Sleaford paper didn't actually email me at all and ask permission to use my photos, or all of my quotes etc. I sent them to Boston Standard not Sleaford. I'm not bothered but still, would have thought they would have emailed to ask or at least let me know they are printing my story and photos. 

Krela your right, i always say this. There are a 1000 hobbys out there far more dangerous than urbexing, and if they actually calculated how many times emergency services got called out because of injuries in urbexing then I think they will find it's nothing compared to the likes of horse riding and other hobbys. 

It's understandable for them to think that in abandoned buildings you could easily fall etc but then urban explorers aren't the common "youth" going in there and messing about and being careless. We take things slowly when exploring and wear safety equipment in most cases if something is unsafe.


----------



## Goldie87 (Apr 30, 2010)

Haha how slow are they, the bit where it mentions Mr Sam was when we visited in 2008!


----------



## stevejd (May 1, 2010)

Hairy Cornflakes said:


> Sleaford paper didn't actually email me at all and ask permission to use my photos, or all of my quotes etc. I sent them to Boston Standard not Sleaford.

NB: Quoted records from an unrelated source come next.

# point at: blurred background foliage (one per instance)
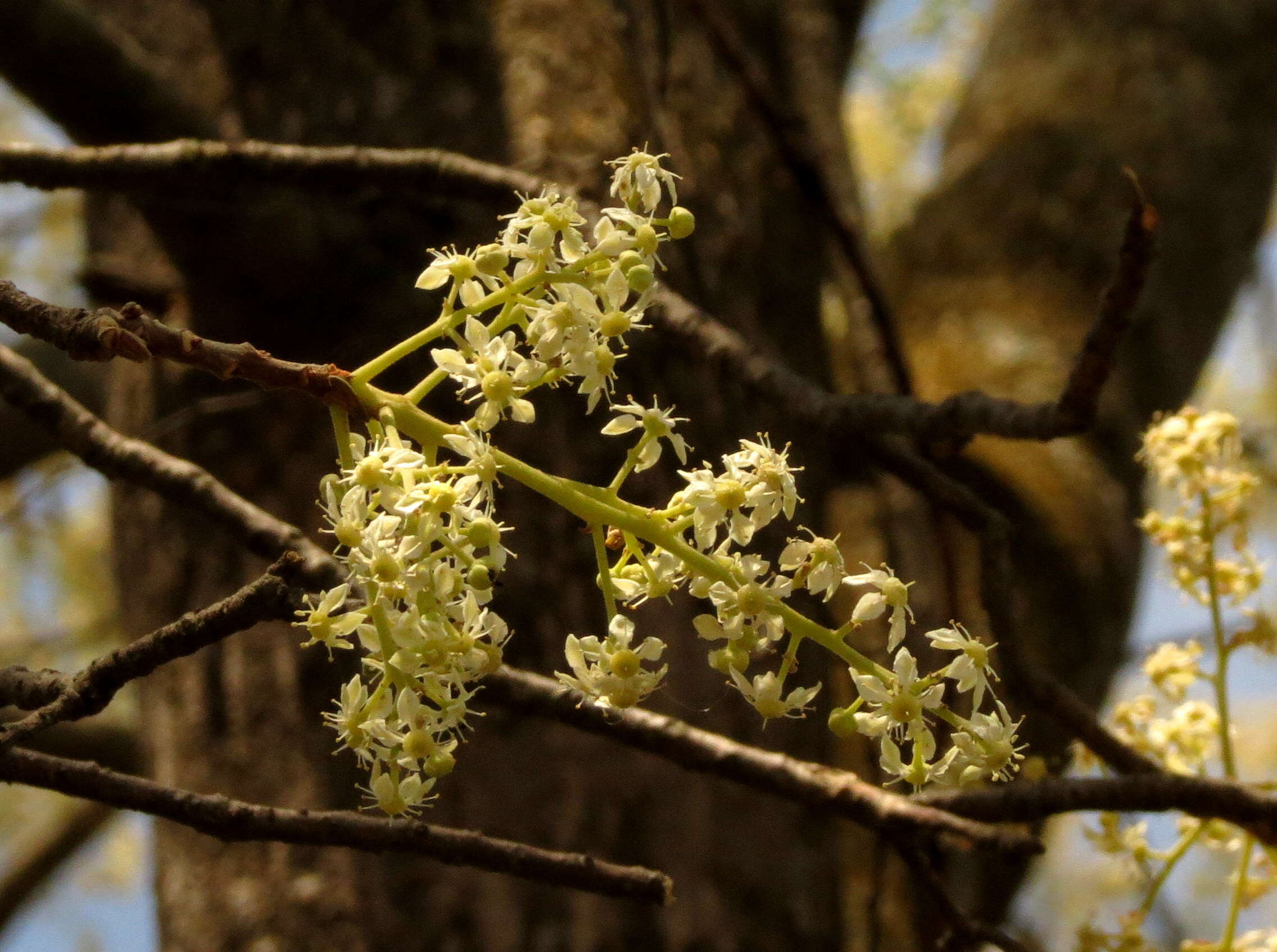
(57, 604)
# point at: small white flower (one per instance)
(988, 747)
(900, 705)
(329, 629)
(891, 594)
(639, 178)
(499, 373)
(656, 424)
(815, 563)
(451, 265)
(539, 223)
(772, 489)
(764, 695)
(971, 670)
(399, 797)
(611, 672)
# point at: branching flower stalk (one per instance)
(413, 512)
(1198, 456)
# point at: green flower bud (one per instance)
(682, 223)
(440, 765)
(628, 261)
(640, 277)
(491, 260)
(842, 722)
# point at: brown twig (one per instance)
(178, 480)
(1152, 793)
(106, 333)
(805, 402)
(147, 167)
(701, 751)
(91, 690)
(236, 821)
(957, 418)
(964, 932)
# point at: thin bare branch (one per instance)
(178, 480)
(147, 167)
(106, 333)
(1139, 793)
(236, 821)
(91, 690)
(957, 418)
(704, 752)
(805, 402)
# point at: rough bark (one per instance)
(995, 281)
(1000, 270)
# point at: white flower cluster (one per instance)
(552, 302)
(1198, 456)
(724, 508)
(583, 294)
(904, 706)
(422, 550)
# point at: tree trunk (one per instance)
(995, 281)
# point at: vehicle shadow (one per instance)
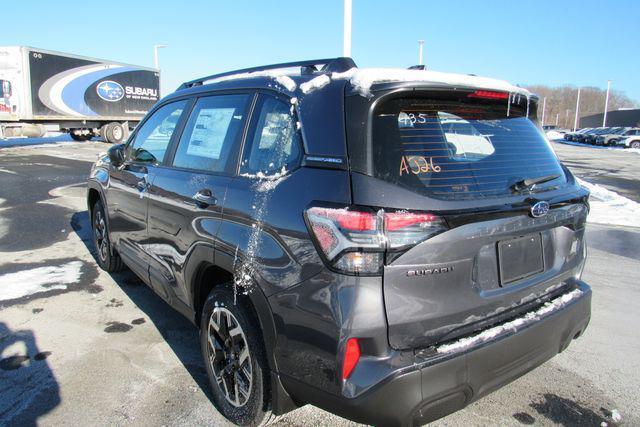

Part of the same publishing group so thought permission for one, permission for all, I'd like to have seen the Boston article that followed


----------



## mr_bones (May 1, 2010)

oops


----------



## MD (May 1, 2010)

lol


----------



## thompski (May 1, 2010)

Me three....


----------



## Foxylady (May 1, 2010)

mr_bones said:


> oops





md said:


> lol





thompski said:


> me three....



lol!!!!!!!


----------



## krela (May 2, 2010)

Foxylady said:


> lol!!!!!!!



Reckless idiots.


----------



## thompski (May 2, 2010)

Well y'know... I just love the media attention


----------



## lost (May 2, 2010)

Is that up the top of the big tower?
I didn't go up it because I was a bit wary of the stairs. I didn't PUT LIVES AT RISK.


----------



## thompski (May 2, 2010)

I only climbed it to say I did it, but it really wasn't worth it - the inside is more interesting then the views from the top. Definitely not missing much


----------



## waynezbitz1 (May 2, 2010)

well on a nice sunny day on top of the water tower is a lovely place for a picnic, .......isnt that right goldie lol. ive been tagged in a video of us on facebook basking in the lovely licolnshire sunshine enjoying our picnic.


----------